E siamo arrivati all’epilogo di quest’intensa carriera. A sei anni da Cold Rock, Laugier sforna questo stupendo film di suspense orrorifica. Tradotto con La casa delle bambole, il titolo originale di questo film (Incident in a ghostland) rende molto di più la poetica del nostro regista. Il regista questa volta ci porta nella macchina di Pauline (Sabrina Duranti), madre di Beth (Valentina Favazza) e Vera (Sara Labidi) mentre sono in viaggio per raggiungere la loro nuova casa. Nella notte, però, le tre attireranno i perversi aneliti di due maniaci assassini. Cosa accade? Chi e come si salva? Perché, dopo 16 anni dall’accaduto, Beth continua ad avvertire strane presenze nella casa?

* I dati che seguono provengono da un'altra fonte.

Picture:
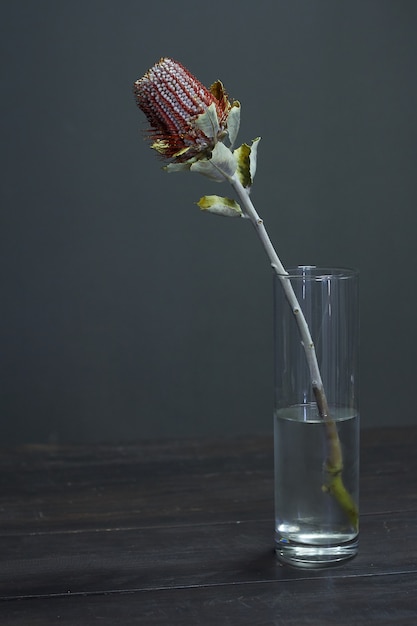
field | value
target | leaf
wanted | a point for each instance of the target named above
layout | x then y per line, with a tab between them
246	162
208	122
252	158
233	121
220	206
242	155
221	165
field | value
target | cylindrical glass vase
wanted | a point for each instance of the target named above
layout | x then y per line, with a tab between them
316	431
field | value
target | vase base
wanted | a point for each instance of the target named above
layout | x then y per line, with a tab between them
314	555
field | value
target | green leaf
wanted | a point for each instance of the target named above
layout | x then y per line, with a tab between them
246	162
220	206
208	122
252	158
233	121
220	167
242	155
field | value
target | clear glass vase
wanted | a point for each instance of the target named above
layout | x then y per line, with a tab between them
316	452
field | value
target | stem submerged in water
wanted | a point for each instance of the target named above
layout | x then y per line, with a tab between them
334	463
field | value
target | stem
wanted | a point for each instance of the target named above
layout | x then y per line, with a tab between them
334	464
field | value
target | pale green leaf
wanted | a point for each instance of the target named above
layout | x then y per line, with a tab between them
220	206
242	155
220	167
252	158
233	122
208	122
246	162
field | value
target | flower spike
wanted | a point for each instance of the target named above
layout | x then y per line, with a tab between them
186	118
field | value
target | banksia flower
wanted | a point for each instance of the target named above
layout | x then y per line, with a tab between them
186	118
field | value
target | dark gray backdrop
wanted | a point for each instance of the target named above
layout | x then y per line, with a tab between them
125	312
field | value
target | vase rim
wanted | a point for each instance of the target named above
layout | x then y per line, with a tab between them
320	272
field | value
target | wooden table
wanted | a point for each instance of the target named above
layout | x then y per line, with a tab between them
181	533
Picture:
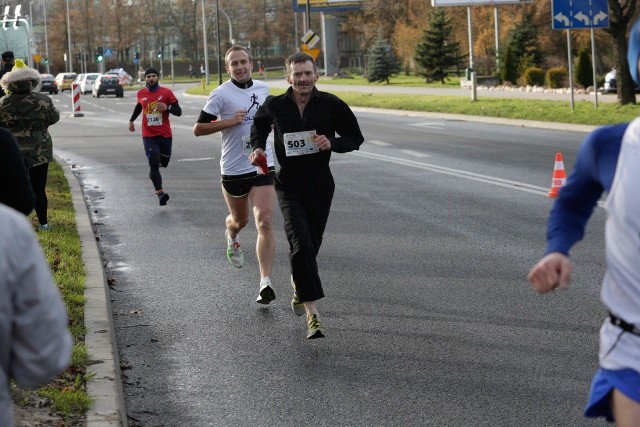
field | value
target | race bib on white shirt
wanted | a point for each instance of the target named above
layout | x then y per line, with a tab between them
154	119
246	145
300	143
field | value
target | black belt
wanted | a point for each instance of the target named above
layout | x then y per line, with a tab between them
627	327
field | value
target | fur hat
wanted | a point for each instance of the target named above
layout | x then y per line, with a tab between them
20	75
633	53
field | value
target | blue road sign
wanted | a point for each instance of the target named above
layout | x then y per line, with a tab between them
578	14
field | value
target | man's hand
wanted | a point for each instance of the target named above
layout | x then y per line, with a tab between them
322	142
255	155
552	271
238	117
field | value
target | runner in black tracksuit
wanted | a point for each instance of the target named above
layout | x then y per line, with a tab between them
306	124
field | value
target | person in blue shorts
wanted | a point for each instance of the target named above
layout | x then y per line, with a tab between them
608	160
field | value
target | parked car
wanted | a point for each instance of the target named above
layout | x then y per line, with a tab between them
124	77
610	82
86	82
48	84
107	85
64	81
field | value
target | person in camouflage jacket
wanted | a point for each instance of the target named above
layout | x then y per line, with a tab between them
28	114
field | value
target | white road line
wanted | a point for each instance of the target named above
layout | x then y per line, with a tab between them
377	142
514	185
201	159
414	153
429	125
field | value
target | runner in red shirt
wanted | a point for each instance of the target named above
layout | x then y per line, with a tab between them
155	103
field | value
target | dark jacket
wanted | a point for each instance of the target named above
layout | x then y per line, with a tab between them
325	113
28	115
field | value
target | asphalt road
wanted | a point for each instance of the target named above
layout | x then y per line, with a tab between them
429	318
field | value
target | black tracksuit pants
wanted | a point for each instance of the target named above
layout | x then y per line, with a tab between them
305	205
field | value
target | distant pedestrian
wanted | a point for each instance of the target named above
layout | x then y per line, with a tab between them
35	343
156	103
35	112
8	61
15	188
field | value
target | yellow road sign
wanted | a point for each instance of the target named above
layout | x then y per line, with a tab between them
313	52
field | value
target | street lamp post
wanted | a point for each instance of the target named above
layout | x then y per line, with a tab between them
46	37
218	31
204	38
69	38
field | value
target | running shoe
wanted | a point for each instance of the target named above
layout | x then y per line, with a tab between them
163	198
296	305
234	253
266	294
315	328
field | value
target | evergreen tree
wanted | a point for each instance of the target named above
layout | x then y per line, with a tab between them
382	63
437	50
508	66
523	46
584	70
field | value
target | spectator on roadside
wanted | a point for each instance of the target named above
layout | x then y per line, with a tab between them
28	114
35	344
608	161
7	65
308	125
15	188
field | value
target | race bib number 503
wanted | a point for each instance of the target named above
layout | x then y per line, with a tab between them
300	143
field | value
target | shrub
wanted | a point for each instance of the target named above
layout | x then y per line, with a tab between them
556	77
533	76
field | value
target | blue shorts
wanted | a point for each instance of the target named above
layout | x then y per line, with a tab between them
626	381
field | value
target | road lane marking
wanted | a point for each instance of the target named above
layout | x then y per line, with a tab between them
428	125
377	142
514	185
414	153
201	159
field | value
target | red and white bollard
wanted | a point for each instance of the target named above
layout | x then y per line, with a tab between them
75	100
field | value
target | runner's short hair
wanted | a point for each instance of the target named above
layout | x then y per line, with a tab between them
299	58
235	48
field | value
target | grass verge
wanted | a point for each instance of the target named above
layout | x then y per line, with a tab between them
63	250
584	112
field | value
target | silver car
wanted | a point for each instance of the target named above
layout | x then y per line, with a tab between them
86	82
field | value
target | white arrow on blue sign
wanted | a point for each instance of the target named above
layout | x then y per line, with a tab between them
578	14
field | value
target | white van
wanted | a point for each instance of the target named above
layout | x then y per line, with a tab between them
86	82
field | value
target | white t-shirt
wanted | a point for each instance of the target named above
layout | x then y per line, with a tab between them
223	102
621	286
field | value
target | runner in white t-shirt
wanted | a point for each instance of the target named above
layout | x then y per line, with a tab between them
230	110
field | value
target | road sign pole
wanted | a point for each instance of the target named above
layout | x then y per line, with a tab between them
570	68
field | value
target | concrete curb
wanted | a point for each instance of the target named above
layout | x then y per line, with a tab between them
105	383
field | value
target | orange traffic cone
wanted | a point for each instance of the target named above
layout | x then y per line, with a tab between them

La casa delle bambole (2018)

Laugier torna ancora una volta dalle parti di Fulci, mistificando la realtà, lavorando con finezza sulle aspettative del pubblico. Il risultato sfiora vette eccelse: l’elaborazione della protagonista è a dir poco magistrale, lo scontro con i maniaci cerca il genere, regalando tensione.

In conclusione

Che il nostro Laugier sia un regista dotatissimo è oramai cosa nota. In soli quattro film l’autore francese ha inanellato storie con stili e ritmi differenti, e tuttavia tenendo i riflettori puntati sulle stesse entità. Gli spettri, quelli del passato e dell’anima. Il rimorso e l’angoscia sono gli stessi di Jean Pierre Melville: pur perseguendo finalità artistiche differenti, Laugier impregna le sue opere di tragedia, di vicoli ciechi, di speranze vanificate, di espiazione. In questo stesso mondo, però, il regista nasconde le chiavi per salvarsi, per venirne fuori.

Ad essere spietato, alla fine della fiera, è il ritratto di una società che cova violenza, dolore, odio implacabile, pregiudizi. L’individuo viene posto di fronte ad una scelta durissima. E, come nelle favole, la strada stretta e tortuosa è ciò che ci conduce alla salvezza, mentre la comfort zone sublima l’essere umano in ectoplasma.